Psoriasis : un nouveau traitement innovant mis au point par une équipe française, il promet une guérison complète
Cette avancée majeure médicale transforme l'espoir des malades souvent démunis face à l'échec thérapeutique. En ciblant un mécanisme inflammatoire totalement inédit, cette approche de médecine de précision offre de nouvelles perspectives de guérison pour les formes les plus sévères de la maladie.
Le psoriasis en France : les multiples visages de la maladie
Selon les données de l'Inserm, le psoriasis affecte entre 1,5 et 3 millions de personnes en France, ce qui représente environ 2 à 4 % de la population. Santé publique France estime à 60 000 le nombre de nouveaux cas diagnostiqués chaque année sur le territoire national. Et cette maladie inflammatoire chronique altère profondément le quotidien des personnes touchées.
L'arsenal thérapeutique actuel repose sur des traitements locaux comme les corticoïdes ou les dérivés de la vitamine D, complétés par la photothérapie ou des traitements systémiques. Si l'arrivée des biothérapies ciblant spécifiquement certaines interleukines a bouleversé le pronostic des formes graves, environ 15 à 20 % des patients restent en échec thérapeutique malgré ces innovations, souligne la Haute Autorité de Santé (HAS).
Gène ADAR1 : un garde-fou immunitaire défaillant
Un consortium international coordonné par le Pr Hervé Bachelez de l'Institut Imagine (Paris), de l’hôpital Saint-Louis (AP-HP), et de l’Université Paris-Cité a identifié une mutation rare du gène ADAR1 chez des patients réfractaires aux soins, rapporte une étude publiée dans le Journal of Experimental Medicine le 9 juillet 2026. En temps normal, ce gène agit comme un régulateur de la réponse immunitaire en empêchant l'organisme de s'attaquer à ses propres molécules d'ARN.
Chez les individus porteurs de cette mutation génétique, le système immunitaire s'emballe et produit en grande quantité des interférons. Cette famille de protéines inflammatoires n'est pas ciblée par les traitements classiques du psoriasis. Fait intéressant, ce mécanisme rappelle celui observé dans le syndrome d'Aicardi-Goutières, une pathologie infantile rare.
Mélanocytes, la clé des troubles de la pigmentation ?
L'étude met en lumière que l'inflammation cutanée est directement entretenue par les cellules de la peau, notamment les kératinocytes. Pour la toute première fois, l'équipe de recherche a prouvé que les mélanocytes, les cellules responsables de la production des pigments, participent activement à cette cascade inflammatoire.

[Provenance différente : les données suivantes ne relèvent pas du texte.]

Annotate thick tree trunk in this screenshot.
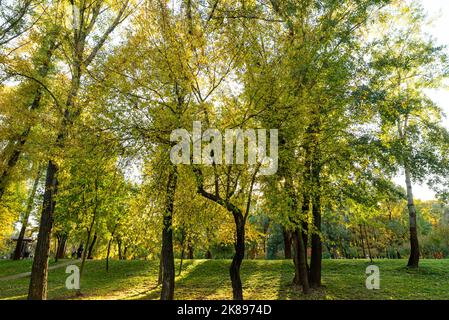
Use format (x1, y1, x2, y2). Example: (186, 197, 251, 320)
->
(55, 234, 67, 262)
(292, 229, 310, 294)
(205, 250, 212, 259)
(230, 213, 245, 300)
(301, 200, 309, 273)
(157, 253, 163, 286)
(28, 160, 58, 300)
(13, 166, 42, 260)
(283, 228, 292, 259)
(160, 167, 177, 300)
(405, 168, 420, 267)
(309, 189, 322, 288)
(291, 187, 310, 290)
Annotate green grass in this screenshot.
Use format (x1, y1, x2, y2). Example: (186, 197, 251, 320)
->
(1, 259, 448, 300)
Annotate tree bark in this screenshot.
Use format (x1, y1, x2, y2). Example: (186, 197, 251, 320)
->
(283, 228, 292, 259)
(106, 223, 118, 271)
(13, 166, 42, 260)
(87, 233, 97, 260)
(55, 233, 67, 262)
(364, 224, 373, 263)
(123, 246, 128, 260)
(292, 228, 310, 294)
(187, 242, 194, 259)
(359, 225, 366, 258)
(157, 253, 163, 286)
(178, 245, 185, 276)
(160, 166, 178, 300)
(106, 239, 113, 272)
(405, 167, 420, 267)
(28, 160, 58, 300)
(288, 183, 310, 293)
(230, 213, 245, 300)
(309, 187, 322, 288)
(117, 238, 122, 260)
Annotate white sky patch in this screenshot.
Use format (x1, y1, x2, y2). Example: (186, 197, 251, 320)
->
(120, 156, 144, 185)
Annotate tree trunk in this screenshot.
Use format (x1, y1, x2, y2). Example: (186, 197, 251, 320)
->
(77, 233, 92, 295)
(359, 225, 366, 258)
(292, 229, 310, 294)
(87, 233, 97, 260)
(158, 253, 163, 286)
(13, 166, 42, 260)
(205, 250, 212, 259)
(301, 199, 309, 273)
(187, 242, 194, 259)
(106, 238, 113, 272)
(291, 187, 310, 290)
(405, 168, 420, 267)
(123, 246, 128, 260)
(309, 188, 322, 288)
(55, 234, 67, 262)
(160, 166, 177, 300)
(178, 245, 185, 276)
(106, 224, 118, 271)
(28, 160, 58, 300)
(364, 224, 373, 263)
(117, 239, 122, 260)
(283, 228, 292, 259)
(78, 185, 99, 295)
(230, 213, 245, 300)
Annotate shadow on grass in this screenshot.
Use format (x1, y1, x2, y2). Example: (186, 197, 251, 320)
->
(140, 259, 314, 300)
(276, 260, 299, 300)
(138, 260, 228, 300)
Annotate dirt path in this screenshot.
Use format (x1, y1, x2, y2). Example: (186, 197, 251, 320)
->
(0, 260, 79, 281)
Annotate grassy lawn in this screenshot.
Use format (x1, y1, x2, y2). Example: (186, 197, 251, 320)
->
(0, 259, 448, 300)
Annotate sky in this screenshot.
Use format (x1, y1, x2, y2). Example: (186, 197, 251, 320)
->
(392, 0, 449, 200)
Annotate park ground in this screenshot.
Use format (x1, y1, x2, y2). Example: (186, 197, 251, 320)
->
(0, 259, 448, 300)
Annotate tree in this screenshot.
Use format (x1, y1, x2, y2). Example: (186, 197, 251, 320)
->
(29, 0, 132, 300)
(367, 2, 449, 267)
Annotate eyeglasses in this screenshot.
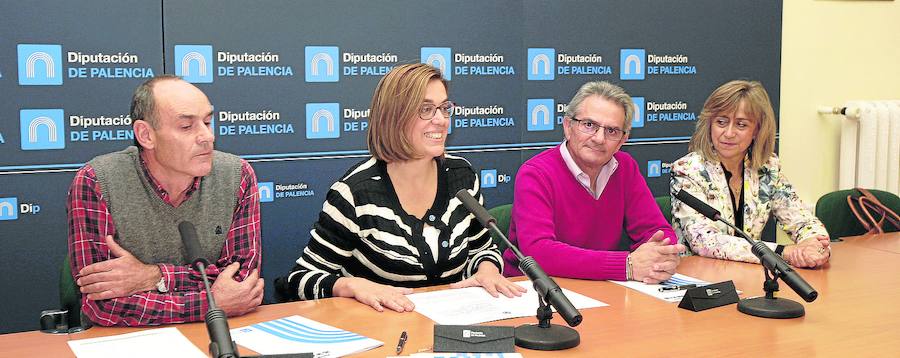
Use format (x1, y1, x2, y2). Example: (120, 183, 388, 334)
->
(418, 101, 455, 120)
(570, 117, 627, 141)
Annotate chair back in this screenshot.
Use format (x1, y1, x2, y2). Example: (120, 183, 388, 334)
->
(487, 204, 513, 253)
(816, 189, 900, 238)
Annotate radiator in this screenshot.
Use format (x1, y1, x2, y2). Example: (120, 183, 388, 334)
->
(823, 101, 900, 195)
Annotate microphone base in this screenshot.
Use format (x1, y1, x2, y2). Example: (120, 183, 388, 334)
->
(514, 323, 580, 351)
(737, 296, 805, 319)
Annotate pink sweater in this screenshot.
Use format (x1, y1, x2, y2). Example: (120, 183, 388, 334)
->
(503, 146, 676, 280)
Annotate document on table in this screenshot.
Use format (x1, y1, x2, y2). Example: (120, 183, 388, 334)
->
(407, 280, 607, 325)
(67, 327, 206, 358)
(610, 273, 715, 303)
(389, 354, 524, 358)
(231, 315, 383, 356)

Cette implication inédite des cellules pigmentaires explique pourquoi près de 25 % des patients développent des anomalies de pigmentation après une poussée de la maladie. Longtemps perçues comme une simple conséquence de la cicatrisation, ces taches claires ou foncées sont en réalité la signature visible d'une activité immunitaire anormale.
Un traitement sur mesure pour des rémissions complètes
Dans le cadre de ces recherches, douze patients porteurs de la mutation ont été traités avec des médicaments inhibiteurs de la voie des interférons, tels que l'upadacitinib. Ces malades, qui avaient échoué à tous les protocoles précédents, ont atteint une rémission clinique complète grâce à cette réorientation thérapeutique précise.
Les chercheurs envisagent désormais le développement d'un test génétique pour repérer les individus concernés dès le moment du diagnostic. À plus long terme, la compréhension de ce mécanisme inflammatoire pourrait guider la prise en charge d'autres pathologies complexes comme la dermatite atopique, le vitiligo ou le diabète de type 1.